Whatever your definition, here are some things that anyone in a leadership role can practice to become more successful:
Leaders Tend to Listen
Actively listen to what your employees tell you, and regularly seek their openness and candor without any consequences. This way, the feedback will have a greater chance of being truthful.
The best leaders always respond to questions, address concerns in a short period of time, and, above all, listen with empathy.
Leaders Organize Their Thoughts
Never present an argument you haven’t fully thought through; this tends to undermine leadership and shows weakness. If you’re trying to communicate the vision and direction to your people, spend a few minutes organizing what you want to deliver to ensure the message is clear.
Leaders Know How to Communicate
If you’re a better speaker than a writer, speak more often. You probably have employees who are excellent writers, can design killer presentations, or know how to speak with the media; let them take the lead on those initiatives. Leaders aren’t afraid to partner with people who have the skills to make them better at communicating on any platform.

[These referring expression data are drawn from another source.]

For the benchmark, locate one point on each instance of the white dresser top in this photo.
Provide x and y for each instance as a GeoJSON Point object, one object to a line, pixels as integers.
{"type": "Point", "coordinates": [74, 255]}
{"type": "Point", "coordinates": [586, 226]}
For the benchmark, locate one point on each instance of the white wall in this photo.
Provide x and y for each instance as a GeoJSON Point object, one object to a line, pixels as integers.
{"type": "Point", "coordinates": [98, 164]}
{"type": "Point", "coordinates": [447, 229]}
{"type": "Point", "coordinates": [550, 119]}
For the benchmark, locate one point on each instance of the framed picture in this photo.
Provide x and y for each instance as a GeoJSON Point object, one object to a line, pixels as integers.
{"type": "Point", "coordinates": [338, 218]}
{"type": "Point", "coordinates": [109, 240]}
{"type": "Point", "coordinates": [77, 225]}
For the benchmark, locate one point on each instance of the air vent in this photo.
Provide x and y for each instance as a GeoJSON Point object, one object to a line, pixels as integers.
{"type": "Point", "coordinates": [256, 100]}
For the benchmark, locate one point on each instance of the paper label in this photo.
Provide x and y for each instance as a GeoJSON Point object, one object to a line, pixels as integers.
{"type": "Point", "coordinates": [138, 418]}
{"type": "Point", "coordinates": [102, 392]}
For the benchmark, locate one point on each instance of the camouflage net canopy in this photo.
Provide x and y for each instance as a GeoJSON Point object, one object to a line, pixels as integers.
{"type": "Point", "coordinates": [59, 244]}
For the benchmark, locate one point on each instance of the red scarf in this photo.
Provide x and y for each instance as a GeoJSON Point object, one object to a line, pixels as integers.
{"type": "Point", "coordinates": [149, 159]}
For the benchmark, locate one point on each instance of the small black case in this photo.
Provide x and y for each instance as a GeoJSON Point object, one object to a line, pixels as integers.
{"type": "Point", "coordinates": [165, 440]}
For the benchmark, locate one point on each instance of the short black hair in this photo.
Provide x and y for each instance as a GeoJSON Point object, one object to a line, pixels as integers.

Don’t limit yourself to any one platform. Anything you need to communicate should go out through multiple streams to make sure you’re reaching everyone who needs to hear your message. (And although you may have multiple platforms at your disposal, you need to observe all personal and professional lines before you communicate; when in doubt, involve your HR team to review missives before they’re dispatched.)
Leaders Involve the Right People
Good leaders make a point of bringing in the right people for all efforts. Involving all stakeholders from the start will reduce duplicate communications. You’ll be able to solve unforeseen problems quicker, keep your team on target, and limit frustrations caused by people with misinformation.
Leaders Convey Context
Your employees want to understand their work means something. By contextualizing their work, your direction, and the evolving progression of the company, you inspire employees to do their best.
Leaders Seek More Than Information
Effective leaders show thanks for a job well done, and recognize employees who demonstrate extraordinary efforts. Make your connections more personal by building your employees up and driving them forward; in turn, they’ll reward you with additional productivity.